You can also set up alerts for the telemetry counters you need.
AI keeps telemetry for 30 days. If this is not enough for you, then you can use the Continues Export feature, which will allow you to export telemetry to Azure Blobs. Using Azure Stream Analytics when searching the exported telemetry for the patterns you are interested in is
good practice .
Power BI is a powerful tool for data visualization and analysis. You can connect a special
Application Insights Power BI adapter to it and automatically forward some diagnostics to Power BI. To do this, simply build the necessary request in Analytics and click the export button. As a result, you get a small M-script that will be used as an AI data source.
Sometimes it is convenient to observe in real time the health of the system. This is especially true after installing updates. More recently, the Live Metrics Stream tool appeared in AI, which provides such an opportunity.
AI can also act as a monitoring service. You can import tests from Visual Studio that test the health of your application. Or, you can create a set of checks for geo-distributed validation of the availability of the endpoints that interest you directly from the AI ​​portal. AI will perform scheduled checks and output the results to the appropriate schedule.
There is also a special plugin that allows you to display telemetry from the application being debugged in the application's dubbe right in Visual Studio.
This is not all tools. It is also recommended to use AI for analyzing user telemetry.

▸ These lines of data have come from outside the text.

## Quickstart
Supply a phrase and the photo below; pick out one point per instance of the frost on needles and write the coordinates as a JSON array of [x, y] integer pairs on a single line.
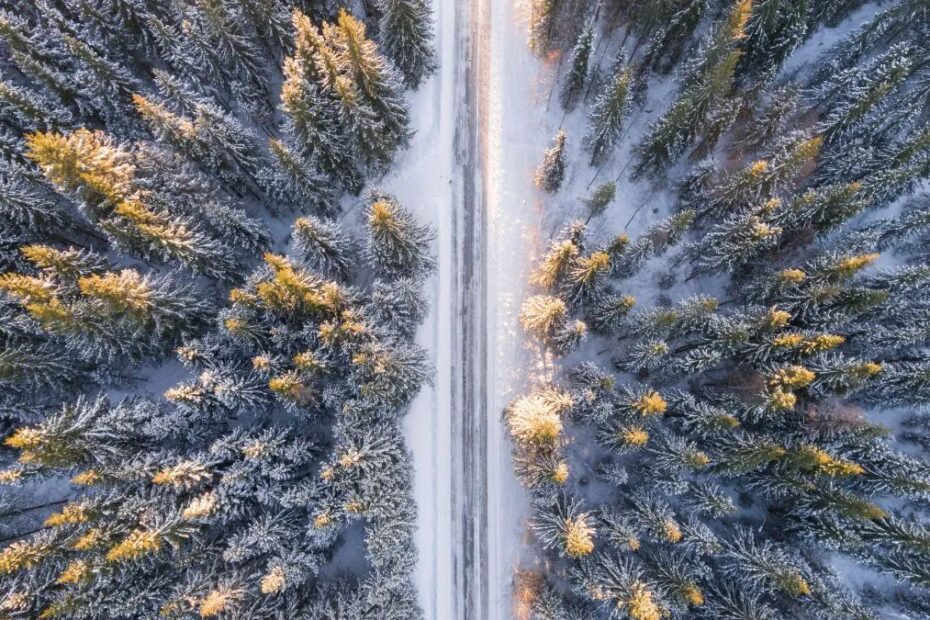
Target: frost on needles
[[200, 412], [751, 441]]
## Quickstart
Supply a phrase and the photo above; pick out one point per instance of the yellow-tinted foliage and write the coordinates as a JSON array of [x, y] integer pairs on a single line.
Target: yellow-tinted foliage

Currently, AI is rated by the number of so-called save points. Million which costs about 100 p. One savepoint corresponds to one diagnostic event. Since if the AI ​​client does not aggregate telemetry, it is advisable for the application to take care of the aggregation itself.
This recommendation should be guided by the fact that AI throttling will not allow you to save more than 300 diagnostic events per second. Dependencies are more complicated.
For example, in our services, the database is called about 10 thousand times per second. AI saves the total rate of requests, but detailed information (duration, URL, return code, etc.) is saved only for a few hundred requests, data for other requests are lost. Despite this, we still have enough data to localize the problems that arise.
Thanks to Analytics and other new features, AI has already helped to identify several serious performance problems with our services.
We continue to follow the further development of this tool.